Der Name Museumshafen Oldenburg lässt es schon vermuten: früher gab es noch mehrere Segler in dem Verein, übrig geblieben ist nun die „Maryart“ sowie Klisch und fünf weitere Mitglieder.
Beim Ausspann ist Ronald Philipps für Kunst und Integration zuständig, derzeit betreut er 16 Projekte. Die Zusammenarbeit mit Klisch nennt er „perfekt“ und sagt weiter: „Wenn jemand so geduldig ist wie Herr Klisch, schreie ich hurra.“

Das Kooperationsprojekt befand sich ein knappes halbes Jahr in Vorbereitung und startete vor kurzem. Acht Teilnehmer arbeiten mit Klisch zunächst an einer gemeinsamen Wandzeitung, welche auch geschichtliche Hintergründe beleuchten soll. Es habe um das Jahr 800 herum einen Handelsweg zwischen Lübeck und Brügge gegeben, dies würden Eckdaten und Keramikfunde mosaikartig belegen. Auch durch Bremen habe dieser Weg geführt.

Zur Geschichte der alten Handelswege

„Es gab damals kaum Brücken, man musste die Karren durch flache Stellen zerren“, sagt Klisch. Bis zu einer Tonne Ladung sei so für den Transport über Land möglich gewesen. Frachtsegler hingegen konnten bis zu 30 Tonnen befördern.
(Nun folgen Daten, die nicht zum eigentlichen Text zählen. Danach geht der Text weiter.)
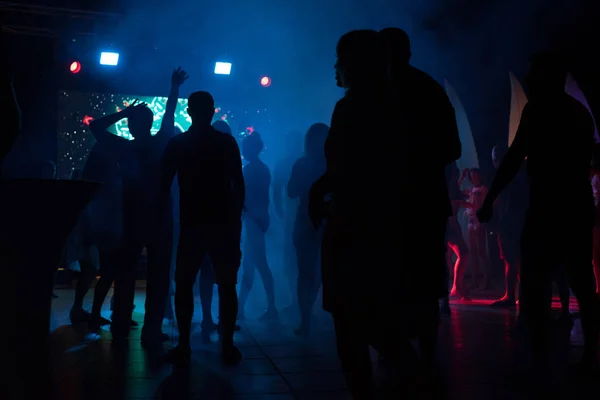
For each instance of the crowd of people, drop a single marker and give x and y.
(380, 256)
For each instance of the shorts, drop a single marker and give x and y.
(509, 240)
(220, 242)
(454, 236)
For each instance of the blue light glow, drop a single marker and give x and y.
(111, 59)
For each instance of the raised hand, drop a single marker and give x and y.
(486, 212)
(179, 77)
(134, 104)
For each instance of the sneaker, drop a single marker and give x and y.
(504, 303)
(180, 356)
(270, 315)
(237, 328)
(149, 341)
(231, 356)
(208, 326)
(79, 316)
„Die Friesen haben die Boltjalk, so wie die „Maryart“ eine ist, aus dem Floß entwickelt“, so Klisch weiter. Der Vorteil: die Segler blieben flach und waren sehr manövrierfähig. Die Friesen hätten, so Klisch, zu damaliger Zeit eine bedeutende Seehandelsmacht dargestellt. Um 1250 habe der weitreichende Brückenbau begonnen und somit die Handelswege zu Land weiterentwickelt. Die Wandzeitung, die Klisch mit seiner Integrations-Projektgruppe derzeit erarbeitet, soll sich mit mittelalterlichen Handelswegen und damaligen Häfen beschäftigen. Für 2020 ist eine Austellung geplant.
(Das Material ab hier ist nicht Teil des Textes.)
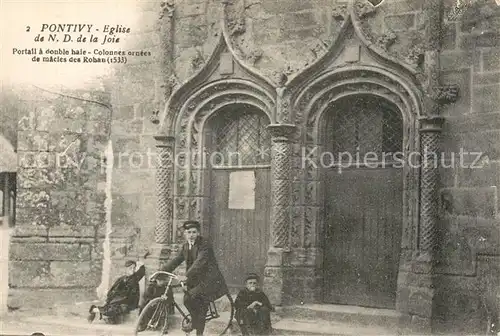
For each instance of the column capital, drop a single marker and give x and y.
(282, 132)
(164, 140)
(431, 124)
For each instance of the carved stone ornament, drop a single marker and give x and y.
(387, 40)
(339, 12)
(363, 8)
(446, 94)
(282, 132)
(167, 7)
(154, 117)
(164, 187)
(393, 91)
(237, 26)
(416, 55)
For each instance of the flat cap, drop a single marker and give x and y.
(191, 224)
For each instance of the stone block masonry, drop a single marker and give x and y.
(57, 240)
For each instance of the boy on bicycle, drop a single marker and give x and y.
(203, 279)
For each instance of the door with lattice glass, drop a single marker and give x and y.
(363, 203)
(240, 191)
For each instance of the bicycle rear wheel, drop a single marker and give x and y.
(224, 323)
(153, 320)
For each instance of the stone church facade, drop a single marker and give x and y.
(281, 83)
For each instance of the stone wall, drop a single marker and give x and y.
(278, 38)
(470, 229)
(57, 240)
(134, 99)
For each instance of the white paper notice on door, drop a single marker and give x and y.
(242, 190)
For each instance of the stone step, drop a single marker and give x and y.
(288, 326)
(352, 315)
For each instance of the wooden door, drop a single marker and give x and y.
(364, 205)
(364, 212)
(240, 236)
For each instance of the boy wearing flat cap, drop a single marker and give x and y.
(253, 308)
(204, 280)
(122, 297)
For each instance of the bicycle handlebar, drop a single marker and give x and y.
(170, 275)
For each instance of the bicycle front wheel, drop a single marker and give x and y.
(153, 320)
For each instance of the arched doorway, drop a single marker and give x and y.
(363, 201)
(240, 204)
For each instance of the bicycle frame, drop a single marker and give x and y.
(212, 310)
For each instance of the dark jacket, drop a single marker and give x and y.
(126, 290)
(203, 275)
(246, 297)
Auch Austellungen auf der „Maryart“ selbst wolle man angehen, so Philipps. Davor steht noch die Instandsetzung der „Maryart“, Innenausbau und Lackierung müssen überholt werden und die Holzarbeiten sollen restauriert werden. Im Anschluss an die Zusammentragung für die Wandzeitung ist außerdem eine Zusammenarbeit mit der Bremer Landesarchäologin sowie mit dem Focke Museum angedacht, erzählt Philipps. Ein kostengünstiger Liegeplatz in Bremen werde derzeit noch gesucht, nach der Instsandsetzung soll sie auch hin und wieder Fahrten machen.